The budget will now go back to the county executive, who will have five business days from when he is first given the budget to decide on whether or not to veto it. If he vetoes the budget, it goes back to the legislators, who have until Dec. 20 to vote on a possible override of the veto. If the county executive vetoes the budget, the legislators would vote on the override at their Dec. 18 meeting. They can only override the veto if at least 12 legislators vote in favor of it.

Editor's Note: The amended 2013 budget passed by the legislature includes two months of funding for the county pharmacy.  The same provision was included in the original budget proposed by the county executive. The legislators will have to determine what the future of the pharmacy is prior to Feb. 28, 2013.

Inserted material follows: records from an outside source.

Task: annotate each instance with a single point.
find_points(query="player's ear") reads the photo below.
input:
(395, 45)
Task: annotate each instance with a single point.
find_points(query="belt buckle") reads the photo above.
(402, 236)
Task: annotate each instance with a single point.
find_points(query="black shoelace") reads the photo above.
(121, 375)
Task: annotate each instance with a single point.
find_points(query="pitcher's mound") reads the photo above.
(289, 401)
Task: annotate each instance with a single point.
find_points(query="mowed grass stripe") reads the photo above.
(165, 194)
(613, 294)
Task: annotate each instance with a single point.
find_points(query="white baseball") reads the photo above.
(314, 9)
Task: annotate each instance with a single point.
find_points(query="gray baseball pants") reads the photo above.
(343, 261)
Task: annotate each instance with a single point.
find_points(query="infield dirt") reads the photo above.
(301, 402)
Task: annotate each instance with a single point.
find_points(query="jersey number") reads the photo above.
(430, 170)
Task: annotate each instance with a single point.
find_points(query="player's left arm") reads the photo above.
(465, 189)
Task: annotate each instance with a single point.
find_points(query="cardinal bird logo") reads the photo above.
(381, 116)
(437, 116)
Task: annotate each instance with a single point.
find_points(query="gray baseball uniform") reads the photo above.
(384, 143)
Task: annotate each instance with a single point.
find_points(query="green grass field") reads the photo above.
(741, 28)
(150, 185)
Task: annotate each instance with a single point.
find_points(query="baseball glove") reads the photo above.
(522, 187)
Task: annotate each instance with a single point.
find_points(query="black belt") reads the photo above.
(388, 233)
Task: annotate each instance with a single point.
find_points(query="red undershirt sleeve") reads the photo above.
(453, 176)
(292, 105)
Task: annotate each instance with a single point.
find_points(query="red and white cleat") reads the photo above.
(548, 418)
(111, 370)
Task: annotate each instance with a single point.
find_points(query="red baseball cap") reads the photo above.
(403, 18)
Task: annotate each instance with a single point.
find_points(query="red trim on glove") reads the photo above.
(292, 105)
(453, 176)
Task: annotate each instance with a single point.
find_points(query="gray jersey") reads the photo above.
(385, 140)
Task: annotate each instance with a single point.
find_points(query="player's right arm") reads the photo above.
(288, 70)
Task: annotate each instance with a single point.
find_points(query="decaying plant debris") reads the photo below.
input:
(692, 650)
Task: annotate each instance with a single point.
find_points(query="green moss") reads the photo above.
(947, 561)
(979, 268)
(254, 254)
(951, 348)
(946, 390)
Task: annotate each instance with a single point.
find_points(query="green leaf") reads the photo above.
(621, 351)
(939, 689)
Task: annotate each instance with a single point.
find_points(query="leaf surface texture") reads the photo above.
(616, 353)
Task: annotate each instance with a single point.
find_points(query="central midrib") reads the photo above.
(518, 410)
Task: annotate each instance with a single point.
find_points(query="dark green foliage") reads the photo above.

side bar....he said park ridge is like the 12th highest school district in NJ so this guy is doing his due diligence
frankie g December 05, 2012 at 10:29 PM
Let's call a spade a spade. This corrupted syndicate, some call a legislature have declared War on seniors and overburdened taxpayers. Progressive Career Politicians at the county level are no different than what is happening in Clarkstown. They are both using the same play book Spend,Borrow and Tax with little remorse. Blame the state for unfunded mandates like pensions, while these same Career Politicians hand over more pay and bonuses to these voting blocks,that ultimately end up costing us more in lifetime pension payments to them. Supervisor Gromack blames the county for passing on county costs to him then turns around and repeats the same behavior by passing on some of this cost to the Clarkstown School District. Same Play book,pass the hot potatoe,so our Syndicate don't look as bad. The Clarkstown Taxpayers have been leading the charge vs Big Gov't and wastefull spending for several years now,but we still need help and support. These issues cross many boundaries and to gain more leverage and succeed. People have to attend as many board meetings as you can and for us to mobilize into our own voting block. We need ethical candidates to step up. Remember War has been declared. Will you join and fight ? visit the Clarkstown Taxpayers website and together it's possible to win this war
Mike December 06, 2012 at 02:48 AM
Tari, the problem is "we" the people keep voting them back in. The only way to stop this is for "we" the people to write down the names of the 10 who voted to increase your taxes 18% and never, never vote for them again.
Mike December 06, 2012 at 03:02 AM
It's not just the County, but is really the entire state of NY...it's in a death spiral and just a matter of time until it crashes and burns. The real scary part is the same poor policy is now US. National policy. For those of us in NY , we can still get out (and folks are doing this is huge numbers now) , but when the same tax and spend policies finally impact us on national level, there will be no where to go.
JP December 06, 2012 at 09:25 PM
Many thanks to the Rockland County Legislature for putting us on the sure road to Bankruptsy. This budget is absurd. Rockland County will now have to borrow more money and we will be considered as rating only a Junk Bond Rating. Why not for once do the right thing. This isn't even a conservative or liberal issue; its the simple facts of a bloated budget with too many politcal hacks and hard working personnel who still think everything from their prescriptions to their health care should be totally free. When is election time? I don't think the voters will be as dumb this time around!